Page 7 of Concealed in Death
“Wait.” She crouched, peered down through the eye socket of the skull. “There’s something here.” Grabbing a tool out of her kit, she reached through, clamped the tiny glitter.
“Excellent eye, indeed,” DeWinter said. “I missed it.”
“An earring.”
“I think a nose ring, possible brow ring. It’s a very small stud, so I’d lean toward the nose. It simply dropped off and down during decomp.”
Eve slid it into an evidence bag, sealed it.
“We’ll begin drawing out DNA, starting facial reconstruction. I assume you want ID as soon as we can possibly determine.”
“You assume right.”
“Cause and time of death may take longer. I could use a detailed history of the building, when the outer wall was constructed, what its purposes were.”
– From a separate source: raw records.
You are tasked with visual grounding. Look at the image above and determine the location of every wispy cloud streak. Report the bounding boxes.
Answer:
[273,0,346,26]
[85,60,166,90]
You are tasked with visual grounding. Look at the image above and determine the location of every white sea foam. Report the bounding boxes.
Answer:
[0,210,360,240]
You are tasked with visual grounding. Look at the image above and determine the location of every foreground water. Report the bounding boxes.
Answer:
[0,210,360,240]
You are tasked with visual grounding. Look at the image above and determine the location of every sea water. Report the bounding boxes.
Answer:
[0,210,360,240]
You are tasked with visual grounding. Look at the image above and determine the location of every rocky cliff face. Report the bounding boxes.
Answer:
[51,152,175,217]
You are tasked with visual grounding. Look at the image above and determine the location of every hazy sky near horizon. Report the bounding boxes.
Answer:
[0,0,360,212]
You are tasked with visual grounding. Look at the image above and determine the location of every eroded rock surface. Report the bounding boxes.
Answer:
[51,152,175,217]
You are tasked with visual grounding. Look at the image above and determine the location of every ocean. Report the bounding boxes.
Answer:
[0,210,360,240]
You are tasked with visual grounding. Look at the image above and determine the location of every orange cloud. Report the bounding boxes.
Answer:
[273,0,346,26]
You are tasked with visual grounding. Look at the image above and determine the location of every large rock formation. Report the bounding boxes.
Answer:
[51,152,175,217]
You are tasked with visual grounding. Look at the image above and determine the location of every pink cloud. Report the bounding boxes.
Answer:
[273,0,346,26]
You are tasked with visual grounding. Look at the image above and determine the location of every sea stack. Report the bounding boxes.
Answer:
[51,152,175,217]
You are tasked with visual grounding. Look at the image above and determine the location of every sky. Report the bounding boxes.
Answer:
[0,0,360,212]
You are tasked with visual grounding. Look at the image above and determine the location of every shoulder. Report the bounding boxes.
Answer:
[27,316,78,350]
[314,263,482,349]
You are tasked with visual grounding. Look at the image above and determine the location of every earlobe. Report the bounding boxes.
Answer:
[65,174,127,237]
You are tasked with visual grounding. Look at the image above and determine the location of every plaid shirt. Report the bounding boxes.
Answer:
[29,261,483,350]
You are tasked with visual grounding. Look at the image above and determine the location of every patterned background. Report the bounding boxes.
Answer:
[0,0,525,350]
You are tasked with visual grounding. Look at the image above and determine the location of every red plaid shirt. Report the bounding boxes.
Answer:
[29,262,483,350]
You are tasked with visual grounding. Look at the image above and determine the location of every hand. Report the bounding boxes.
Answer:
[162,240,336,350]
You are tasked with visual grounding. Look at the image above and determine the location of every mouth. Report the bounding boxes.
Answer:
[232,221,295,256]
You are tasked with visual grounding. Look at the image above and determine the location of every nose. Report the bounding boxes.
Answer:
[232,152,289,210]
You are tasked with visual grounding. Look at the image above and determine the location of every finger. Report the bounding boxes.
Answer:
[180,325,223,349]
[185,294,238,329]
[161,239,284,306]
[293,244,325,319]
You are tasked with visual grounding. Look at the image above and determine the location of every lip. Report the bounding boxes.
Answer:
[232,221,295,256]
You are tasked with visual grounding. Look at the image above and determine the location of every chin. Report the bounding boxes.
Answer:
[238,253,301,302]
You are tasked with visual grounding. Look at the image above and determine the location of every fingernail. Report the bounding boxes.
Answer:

“Already being accumulated.”
“Excellent. Dawson can secure these remains as well. I’ll start on them immediately, and contact you as soon as I have anything useful. I look forward to working with you, Lieutenant.”
Eve took the offered hand again, then let it go when she heard the shout.
“We’ve got another one!”
She met DeWinter’s eyes. “Looks like you’re not done here yet.”
“Nor you.”
Before they were done, they found twelve.
Eve went through the building section by section. To the south wall first, where sweepers meticulously cut out a large square of gyp board, bagging some of its dust and chunks for analysis. Inside the narrow opening, three wrapped remains were stacked. She examined them along with DeWinter.
Females, between twelve and sixteen. As with the first two, some showed older injuries, none showed overt trauma that could be determined as cause of death.
With the remains, Eve found three studs and one small silver hoop.
The rest of the main floor held a handful of partitions, two small restrooms, long since stripped of fixtures.
By the time she, along with DeWinter, climbed the open iron stairs to the second level, the sweepers had found five more.
“Again we have a mix of ethnicity,” DeWinter told her, “and again, all female, all in the same age range. Some injuries I’d suspect resulted from childhood abuse, but none that determine cause of death. Whoever did this preyed on females past puberty, but far short of adulthood. Females of this age range, some of whom most likely experienced earlier physical abuse.”
“It was, for a few years, a kind of shelter.”
Eve glanced back at Roarke as she bagged what she thought might be a toe ring.
“What kind of shelter?”
“Documentation’s spotty. It was used as a kind of shelter for children and teenagers during the Urban Wars, those who’d lost their parents. A kind of makeshift orphanage.”
“These bodies haven’t been here since the Urbans.”
“It’s possible,” DeWinter disagreed. “I’ll be able to determine how long, within a reasonable time frame, once I have the remains back in my lab.”
“Not since the Urbans,” Eve repeated. “The concealing wall wasn’t built that long ago. And there would’ve been no need to keep them here like this. People died in droves during the Urbans. You want to kill a few girls, need to get rid of the bodies? Just take them out, leave them on the street. And,” she continued before DeWinter could speak again, “how the hell do you kill them, wrap them up, stack them up, then build walls to hide them when the place is full of people? You need time, you need some privacy.”
“Yes, I see you’re right. I only meant, forensically, the remains could be from that time period, and we won’t know until tests are run to determine.”
Eve straightened, handed the evidence bags out to Peabody. “Any documentation on how long the place housed Urban orphans?”